Es mochte vielleicht zwei Minuten so vergangen sein, als ich auf einmal spürte, dass mich ein helles Licht zu blenden begann. Als wenn plötzlich jemand in dem halbdunklen Raum einen Scheinwerfer auf mich gerichtet hätte. Irritiert versuchte ich vorsichtig, ohne meine Kopf zu heben, die Quelle auszumachen.
  Schnell wurde die Ursache klar. Durch eines der Fenster fiel ein heller Sonnenstrahl, der nur mich, wirklich nur mich, in ein gleißend-helles Licht tauchte. Ich war so geblendet, dass ich noch nicht einmal den Pannekoeken vor mir richtig erkennen konnte. Gleichzeitig ahnte ich, dass es jeder im Raum diesen ungewöhnlichen Vorgang mitbekam. Was mochten sie denken? Mir jedenfalls  war völlig klar, dass dies kein Zufall war, sondern etwas zu bedeuten hatte.
  Plötzlich sagte die Jüngste und Keckste für alle hörbar: „Seht mal! Der Heiner ist  erleuchtet!“ Was bei allen ein spontanes, befreiendes Lachen auslöste. Und auch ich musste lachen. Auf einmal setzte wieder fröhliches Geplauder ein und eines der älteren und angesehenen Mädels sagte laut: „Der Heiner hat vollkommen Recht gehabt!“ Damit war auch diese Sache entschieden.
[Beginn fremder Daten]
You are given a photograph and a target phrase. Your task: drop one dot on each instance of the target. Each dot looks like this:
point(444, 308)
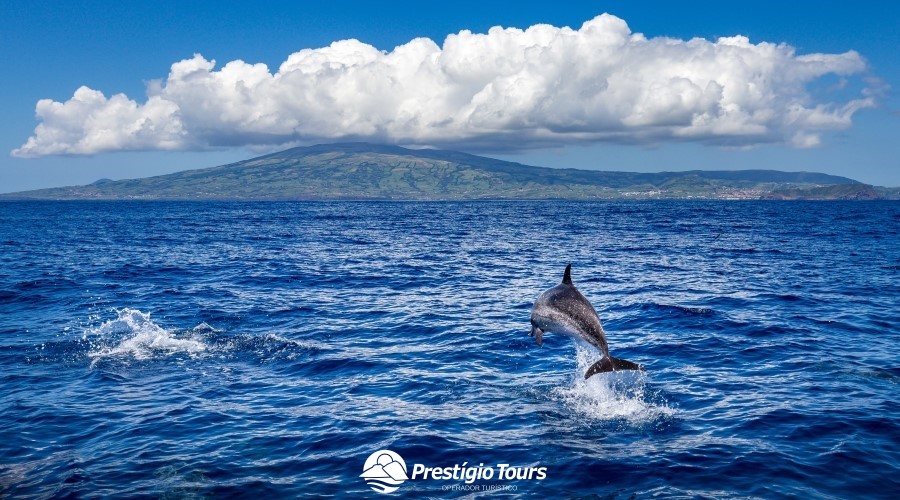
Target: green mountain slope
point(368, 171)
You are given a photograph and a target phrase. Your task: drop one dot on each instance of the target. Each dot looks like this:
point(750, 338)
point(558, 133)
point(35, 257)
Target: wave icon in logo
point(384, 471)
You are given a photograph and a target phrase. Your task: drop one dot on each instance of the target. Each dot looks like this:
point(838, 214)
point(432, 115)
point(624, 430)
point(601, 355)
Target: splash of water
point(134, 334)
point(622, 395)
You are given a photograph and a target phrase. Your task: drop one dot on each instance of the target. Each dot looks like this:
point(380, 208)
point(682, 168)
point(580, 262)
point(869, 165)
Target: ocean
point(269, 350)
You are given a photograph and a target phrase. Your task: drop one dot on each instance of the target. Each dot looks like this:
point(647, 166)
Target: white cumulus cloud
point(504, 90)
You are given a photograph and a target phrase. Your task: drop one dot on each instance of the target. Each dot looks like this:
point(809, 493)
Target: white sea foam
point(619, 395)
point(134, 334)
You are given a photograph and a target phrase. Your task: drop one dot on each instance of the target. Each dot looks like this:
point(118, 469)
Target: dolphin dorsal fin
point(567, 278)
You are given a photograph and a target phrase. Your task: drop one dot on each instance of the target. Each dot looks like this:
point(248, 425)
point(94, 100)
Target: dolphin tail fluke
point(611, 364)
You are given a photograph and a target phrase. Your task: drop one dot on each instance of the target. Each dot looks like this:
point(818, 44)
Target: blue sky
point(51, 49)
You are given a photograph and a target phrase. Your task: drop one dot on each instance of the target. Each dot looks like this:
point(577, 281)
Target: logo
point(384, 471)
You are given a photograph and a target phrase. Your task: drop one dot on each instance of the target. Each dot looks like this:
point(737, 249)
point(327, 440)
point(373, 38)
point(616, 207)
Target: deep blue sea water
point(175, 350)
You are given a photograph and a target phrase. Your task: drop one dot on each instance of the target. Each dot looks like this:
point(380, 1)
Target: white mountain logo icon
point(384, 471)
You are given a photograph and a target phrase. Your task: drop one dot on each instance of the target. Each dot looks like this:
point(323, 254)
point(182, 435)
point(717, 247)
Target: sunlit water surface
point(267, 349)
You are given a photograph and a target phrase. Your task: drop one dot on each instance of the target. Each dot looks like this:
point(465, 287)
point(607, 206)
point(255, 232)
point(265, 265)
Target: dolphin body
point(562, 309)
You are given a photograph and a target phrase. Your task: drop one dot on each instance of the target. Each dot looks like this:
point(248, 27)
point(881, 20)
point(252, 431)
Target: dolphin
point(562, 309)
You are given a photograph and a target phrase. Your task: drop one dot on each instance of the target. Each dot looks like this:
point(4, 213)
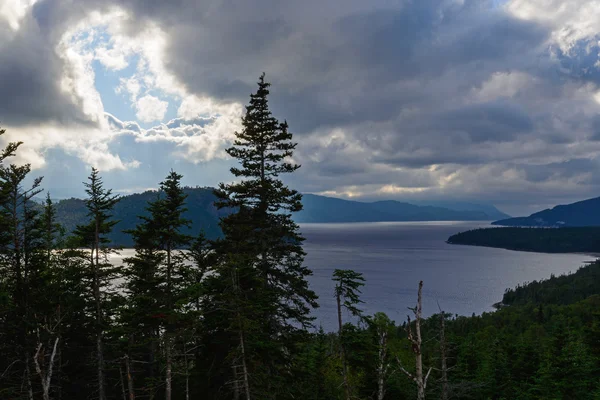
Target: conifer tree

    Als wir das Pannekoekenhaus verließen, schien wieder die Sonne. So schnell wie das Gewitter gekommen war, so schnell hatte es sich auch wieder verzogen. Typisch Insel!
 
Das „Gewitter“ im Restaurant schien sich nicht weiter im Gemüt der Jugendlichen festgesetzt zu haben. Jedenfalls schienen sie recht guter Dinge zu sein und waren sehr freundlich zu mir, wie ich erleichtert feststellte. Vielleicht hatte es tatsächlich so etwas wie eine reinigende Wirkung gehabt.
    Mich allerdings beschäftigte der ganze Vorgang aber noch eine ganze Weile. Wie war es zu der seltsamen Sitzordnung gekommen, wieso hatten sich die anderen vier Betreuer nicht gewehrt und vor allen Dingen: Was hatte es mit jener seltsamen „Erleuchtung“ auf sich?
    Je länger ich darüber nachdachte, kam ich zu der Überzeugung,  dass dies alles wirklich kein Zufall gewesen sein konnte. Es war, als ob ein unsichtbarer Regisseur eine Theaterszene inszeniert hätte und alles hatte so kommen müssenl, wie es gekommen ist. Selbst das Gewitter hatte zu dem „Stück“ gepasst! Seltsam, dachte ich, wirklich sehr seltsam!

Etwas irritiert war ich allerdings, als Frank, der andere männliche Betreuer, mich fragte: „ Wieso hast du dich denn so aufgeregt?“ Ich schaute ihn verwundert an und sagte: „Die Frage ist doch wohl eher, warum ihr euch nicht aufgeregt habt angesichts dieser Dreistigkeiten?“ Woraufhin er meinte, dass man Kritik auch mal aushalten können müsste. Ich schüttelte und sagte: „Das sehe ich in diesem Fall aber etwas anders.“
    Mit dem Jugendlichen, dem mich als „Nazi“ beschimpft hatte, trank ich am nächsten Abend in einer Inselkneipe ein Bier. Er entschuldigte sich bei mir und sagte, er wüsste auch nicht, was da am Vortage mit ihm los gewesen sei. Und dass meine „Standpauke“ völlig in Ordnung gewesen sei.
    Der andere Jugendliche schien seinen Groll gegen mich nicht so leicht überwinden zu können. Er mied mich die nächsten zwei Tage. Aber am Tag der Abreise hielt er mir sein Adressbuch hin, so dass ich mich, wie etliche Andere, darin verewigen konnte.

So habe ich bis zum heutigen Tage jene Segel- und Inselfreizeit in wirklich guter Erinnerung behalten. Und jene „Erleuchtung“ im Pannekoekenhaus gehört sicherlich zu den besonderen Momenten in meinem Leben. Einige Jahre später begriff ich, dass mir hier schon ein „Wink mit dem Zaunpfahl“ gegeben worden war.